Heute vor...: Floralias Tanz und Ausschweifung
29. April: Der zweite Tag der Floralia – Blüten regnen auf Rom, Tänzerinnen bringen die Bühne zum Skandal.

Blüten, Lachen und freches Theater.
Am 29. April strömten die Römer in den Circus und die Theater zum zweiten Tag der Floralia. Kurtisanen traten in Scheinjagden auf – und zeigten dabei manchmal mehr als nur ihr Können. Komödianten überfluteten die Bühnen mit derben Witzen und Blumenregen, alles unter den Augen einer Stadt im Rausch.
Warum die Floralia aus dem Ruder läuft.
Die Floralia feierte die Macht der Göttin Flora – das Leben, das sich gegen den Tod durchsetzt. Zu ihren Ehren verwischten sich die Grenzen des Anstands. Antike Quellen berichten von Tänzerinnen als Nymphen und Satyrn, während das Publikum mit Rufen und Blütenduschen mitmachte.

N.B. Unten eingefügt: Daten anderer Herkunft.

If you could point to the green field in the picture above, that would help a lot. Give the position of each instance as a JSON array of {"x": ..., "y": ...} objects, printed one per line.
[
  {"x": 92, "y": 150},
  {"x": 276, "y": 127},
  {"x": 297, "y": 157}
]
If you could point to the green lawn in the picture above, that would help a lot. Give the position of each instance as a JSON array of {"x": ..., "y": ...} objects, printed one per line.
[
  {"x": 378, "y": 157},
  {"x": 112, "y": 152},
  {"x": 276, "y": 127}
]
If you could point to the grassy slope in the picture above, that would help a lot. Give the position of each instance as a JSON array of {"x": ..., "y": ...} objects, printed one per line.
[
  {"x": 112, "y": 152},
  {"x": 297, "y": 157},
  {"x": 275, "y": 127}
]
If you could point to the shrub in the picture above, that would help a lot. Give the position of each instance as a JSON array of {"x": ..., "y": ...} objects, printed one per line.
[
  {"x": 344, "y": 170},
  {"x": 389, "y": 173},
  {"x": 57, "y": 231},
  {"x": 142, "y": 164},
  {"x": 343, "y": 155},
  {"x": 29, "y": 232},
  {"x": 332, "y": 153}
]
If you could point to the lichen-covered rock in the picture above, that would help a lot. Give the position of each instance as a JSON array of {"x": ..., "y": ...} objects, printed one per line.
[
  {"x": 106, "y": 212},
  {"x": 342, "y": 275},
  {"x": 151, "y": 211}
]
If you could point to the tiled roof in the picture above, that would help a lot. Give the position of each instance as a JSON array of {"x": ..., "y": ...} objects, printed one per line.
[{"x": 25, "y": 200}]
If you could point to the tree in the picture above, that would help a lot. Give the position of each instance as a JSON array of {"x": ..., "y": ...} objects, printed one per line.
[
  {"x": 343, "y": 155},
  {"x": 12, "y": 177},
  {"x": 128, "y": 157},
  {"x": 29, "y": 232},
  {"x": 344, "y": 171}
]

Ein Fest zu wild für manche Römer.
Nicht alle waren begeistert. Konservative Senatoren verzogen das Gesicht, aber das Volk liebte die Auszeit vom Alltag. Der Geist der Floralia – Lust, Übermaß, eine blühende Stadt – hallte bis in die Karnevale Europas nach.
Die Ludi Florales waren mehr als nur Blumen – heute standen frivole Aufführungen, Nymphen-Kostüme und hemmungsloses Lachen im Mittelpunkt.